L’underground italiano nasconde alcune realtà interessanti e meritevoli, che spesso sfuggono all’attenzione e che noi nel nostro piccolo cerchiamo di mettere in luce. È il caso di Veleno, progetto solista del quale si sa poco o niente, attivo da qualche anno e fautore di un black metal acido e cattivo, sporcato da influenze che potremmo definire industrial in senso lato, e finora proposto soltanto in formato digitale (trovate le sue release su bandcamp), secondo i dettami del “do it yourself” del nuovo millennio.

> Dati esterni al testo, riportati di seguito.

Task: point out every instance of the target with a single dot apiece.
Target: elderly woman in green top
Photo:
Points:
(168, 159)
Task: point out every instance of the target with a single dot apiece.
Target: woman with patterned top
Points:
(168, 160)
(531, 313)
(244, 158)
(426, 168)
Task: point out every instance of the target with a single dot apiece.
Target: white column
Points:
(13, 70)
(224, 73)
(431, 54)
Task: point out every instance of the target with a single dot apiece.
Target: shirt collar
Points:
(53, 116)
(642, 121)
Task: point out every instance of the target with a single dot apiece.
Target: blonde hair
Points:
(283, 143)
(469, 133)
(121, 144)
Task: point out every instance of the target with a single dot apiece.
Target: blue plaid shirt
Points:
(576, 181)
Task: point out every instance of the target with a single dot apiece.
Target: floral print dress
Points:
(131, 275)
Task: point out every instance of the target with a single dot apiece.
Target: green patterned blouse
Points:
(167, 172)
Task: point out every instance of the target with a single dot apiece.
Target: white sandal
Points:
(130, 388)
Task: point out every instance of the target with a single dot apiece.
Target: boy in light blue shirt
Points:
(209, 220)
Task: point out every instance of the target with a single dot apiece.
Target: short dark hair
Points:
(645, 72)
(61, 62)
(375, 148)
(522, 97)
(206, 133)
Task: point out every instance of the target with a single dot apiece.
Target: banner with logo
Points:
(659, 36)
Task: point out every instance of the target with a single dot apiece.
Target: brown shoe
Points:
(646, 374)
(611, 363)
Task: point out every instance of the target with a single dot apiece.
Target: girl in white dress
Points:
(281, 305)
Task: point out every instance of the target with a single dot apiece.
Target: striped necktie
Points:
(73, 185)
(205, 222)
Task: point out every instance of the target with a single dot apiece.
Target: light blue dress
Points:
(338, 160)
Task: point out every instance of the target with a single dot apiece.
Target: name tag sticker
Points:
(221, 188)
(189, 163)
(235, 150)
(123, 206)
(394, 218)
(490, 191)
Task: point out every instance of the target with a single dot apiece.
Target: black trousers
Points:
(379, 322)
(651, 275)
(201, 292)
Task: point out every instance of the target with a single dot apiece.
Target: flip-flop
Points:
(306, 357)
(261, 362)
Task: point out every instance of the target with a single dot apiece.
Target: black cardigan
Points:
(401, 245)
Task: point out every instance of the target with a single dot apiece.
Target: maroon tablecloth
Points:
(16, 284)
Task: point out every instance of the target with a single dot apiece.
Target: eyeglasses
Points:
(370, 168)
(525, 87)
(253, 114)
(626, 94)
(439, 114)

Questo “Epistassi” è il secondo ep (il primo si intitola “Dentro, Nella Tempesta” e risale al 2022) e ci presenta una manciata di pezzi dai quali emergono alcune idee degne di nota, a mio parere soprattutto la mescolanza piuttosto ben equilibrata tra un riffing serrato e tagliente, con contorno di screaming demoniaco che si esprime come una sorta di rantolo odioso, e intrusioni di varia natura, che vanno da suoni inquietanti di organo e pianoforte a parti vagamente elettroniche che non nascondono un piglio a tratti quasi “danzereccio”. Il tutto nel quadro di un concept che si tiene abbastanza lontano da alcuni luoghi comuni tipici del black metal e si concentra invece su tematiche più introspettive, che sembrano riguardare la sofferenza e la disperazione individuale in rapporto a esperienze personali.
C’è tutto un panorama sotterraneo al quale questo genere di proposta sembra essere legata da un filo rosso e può essere per sommi capi ricondotta, che in Italia ha visto avvicendarsi a livello underground realtà come Impure Domain, 3 e, più di recente, Parasite, lungo un sentiero che arriva ai ben più noti Aborym e, per uscire dai confini nazionali, Mysticum. Ci sono indubbiamente diversi spunti interessanti ma questo “Epistassi” soffre di quello che è il comune limite di molte opere prime, o quasi, così concepite. E mi riferisco alla registrazione decisamente deficitaria e low-fi, che se può essere adatta per un lavoro raw black metal a mio parere non lo è per un disco di questo genere perché ne affossa l’impatto, ne confonde le sfumature e ne limita in generale la fruizione senza farne emergere a dovere l’atmosfera a tratti straniante e robotica, per non parlare del suono della drum machine, in alcuni momenti davvero troppo artefatto e soffocato.
Tutti difetti però tranquillamente superabili, specialmente da orecchie abituate a nefandezze sonore di ogni tipo, e che vi invito a superare dedicando comunque qualche ascolto a questo ep concentrandovi più sul contenuto che sulla forma. Vedremo come si evolverà questo progetto in futuro perché qualche piacevole sorpresa potrebbe riservarla.